O advogado especialista em direito público, Luiz Sacar­pino e sua esposa, a professora Renata, decidiram encampar uma batalha para garantir di­reitos de sua filha Maitê, de 3 anos de idade. A menina pos­sui uma síndrome degenerati­va que acomete principalmen­te as funções motoras, sendo absolutamente dependente de cuidados, e se desloca apenas com uma cadeira adaptada.

Foi graças a essa luta e a um anteprojeto de lei elabo­rado por eles, discutido pela sociedade e assumido pelos vereadores Gláucia Bereni­ce (PSDB) e Luciano Mega (PDT), que Ribeirão Preto ganhou esta semana a Lei Maitê. O projeto foi aprovado por unanimidade pela Câma­ra de Vereadores, no final do ano passado e sancionado no último dia 22 de janeiro pelo prefeito Duarte Nogueira Jú­nior (PSDB).

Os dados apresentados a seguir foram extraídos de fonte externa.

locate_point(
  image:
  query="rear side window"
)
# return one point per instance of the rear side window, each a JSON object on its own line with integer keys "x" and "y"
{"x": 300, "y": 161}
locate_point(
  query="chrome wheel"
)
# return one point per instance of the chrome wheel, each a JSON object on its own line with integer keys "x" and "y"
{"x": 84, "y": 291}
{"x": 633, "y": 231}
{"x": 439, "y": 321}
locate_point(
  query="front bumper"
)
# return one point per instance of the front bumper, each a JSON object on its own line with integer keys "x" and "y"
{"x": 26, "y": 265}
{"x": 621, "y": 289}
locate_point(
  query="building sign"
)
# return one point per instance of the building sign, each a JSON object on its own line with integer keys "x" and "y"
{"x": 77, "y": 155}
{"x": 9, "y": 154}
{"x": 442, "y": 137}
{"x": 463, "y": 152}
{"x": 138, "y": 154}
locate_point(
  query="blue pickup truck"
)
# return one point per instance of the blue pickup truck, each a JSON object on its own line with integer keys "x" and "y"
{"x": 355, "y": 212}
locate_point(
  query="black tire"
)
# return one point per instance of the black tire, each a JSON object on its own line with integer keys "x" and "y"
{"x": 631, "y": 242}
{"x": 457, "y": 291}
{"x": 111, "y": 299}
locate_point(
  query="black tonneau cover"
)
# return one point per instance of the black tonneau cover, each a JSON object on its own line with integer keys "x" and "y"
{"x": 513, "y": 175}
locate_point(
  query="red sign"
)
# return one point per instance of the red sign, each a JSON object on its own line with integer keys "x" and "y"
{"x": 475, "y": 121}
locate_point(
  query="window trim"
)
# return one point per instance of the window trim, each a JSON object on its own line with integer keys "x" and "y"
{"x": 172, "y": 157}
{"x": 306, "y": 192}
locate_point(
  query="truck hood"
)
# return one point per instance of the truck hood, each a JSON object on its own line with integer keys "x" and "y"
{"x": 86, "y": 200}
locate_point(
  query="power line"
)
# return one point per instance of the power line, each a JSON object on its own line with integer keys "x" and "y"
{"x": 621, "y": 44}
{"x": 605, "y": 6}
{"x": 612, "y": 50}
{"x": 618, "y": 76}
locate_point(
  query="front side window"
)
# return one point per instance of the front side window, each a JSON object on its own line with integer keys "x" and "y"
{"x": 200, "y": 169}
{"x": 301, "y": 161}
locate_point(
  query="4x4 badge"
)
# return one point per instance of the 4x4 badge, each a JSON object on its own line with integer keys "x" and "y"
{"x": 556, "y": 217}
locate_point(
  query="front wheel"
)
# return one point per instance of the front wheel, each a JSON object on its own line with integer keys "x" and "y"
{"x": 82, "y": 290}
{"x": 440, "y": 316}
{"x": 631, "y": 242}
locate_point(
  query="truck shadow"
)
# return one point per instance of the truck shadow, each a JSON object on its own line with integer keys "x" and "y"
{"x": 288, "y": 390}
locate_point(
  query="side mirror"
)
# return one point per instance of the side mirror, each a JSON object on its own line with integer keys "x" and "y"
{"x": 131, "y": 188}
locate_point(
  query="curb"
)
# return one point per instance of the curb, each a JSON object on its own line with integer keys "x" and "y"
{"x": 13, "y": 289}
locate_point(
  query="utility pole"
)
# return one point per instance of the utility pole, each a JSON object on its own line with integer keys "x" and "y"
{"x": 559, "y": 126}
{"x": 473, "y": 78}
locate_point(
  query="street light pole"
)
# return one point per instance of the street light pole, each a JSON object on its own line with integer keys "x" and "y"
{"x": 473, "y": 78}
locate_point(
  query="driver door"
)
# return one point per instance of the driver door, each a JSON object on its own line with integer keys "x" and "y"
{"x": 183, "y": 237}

A Lei garante reserva e preferência de espaços e as­sentos para pessoas com defi­ciência (PCDs) e mobilidade reduzida nos eventos da cida­de, sendo de 10% para eventos com até mil pessoas e até 4% para os com público superior a 5 mil pessoas.

Tribuna Ribeirão – O se­nhor é autor do anteprojeto que resultou na lei aprovada pela Câmara de Vereadores que garante preferência de es­paços e assentos para pessoas com deficiência. Como nasceu esta proposta?
Luiz Scarpino – Eu e minha esposa, Renata, tivemos a ideia de buscar justiça contra um episódio triste que sofremos. Temos três filhos, sendo que a Maitê, de 3 anos, possuí uma síndrome degenerativa que aco­mete principalmente as funções motoras, sendo absolutamente dependente de cuidados, e se desloca apenas com uma cadei­ra adaptada. Entretanto, tenta­mos seguir uma vida absoluta­mente corriqueira e a incluímos em nossa rotina normal.
Em julho de 2019 estávamos em um evento gastronômico em um shopping e em razão da aglomeração de pessoas e da falta de assentos demarca­das fomos atrás da organização. Primeiro para saber se havia assentos para pessoas com de­ficiência. Em segundo, se algo poderia ser feito para nos aco­modar ou pelo menos a Maitê e um acompanhante. Recebemos uma resposta rude e insolen­te da responsável que, além de não solucionar a ilegalidade, fez questão de desprezar a presença de uma criança com deficiência no seu evento.
Saímos desolados do local, mas com o sentimento de que aquilo não ficaria impune. Após reflexões e pesquisa, no dia seguinte, nos veio a ideia de criar um projeto que pu­nisse as empresas que não ga­rantissem a acessibilidade e a inclusão de pessoas com defi­ciência e também mobilidade reduzida em eventos. Com a ajuda de amigos e especialistas no assunto, apresentamos a proposta às comissões temáti­cas da Câmara de Vereadores que mais tinham pertinência: a da Pessoa com Deficiência e a dos Idosos/Crianças.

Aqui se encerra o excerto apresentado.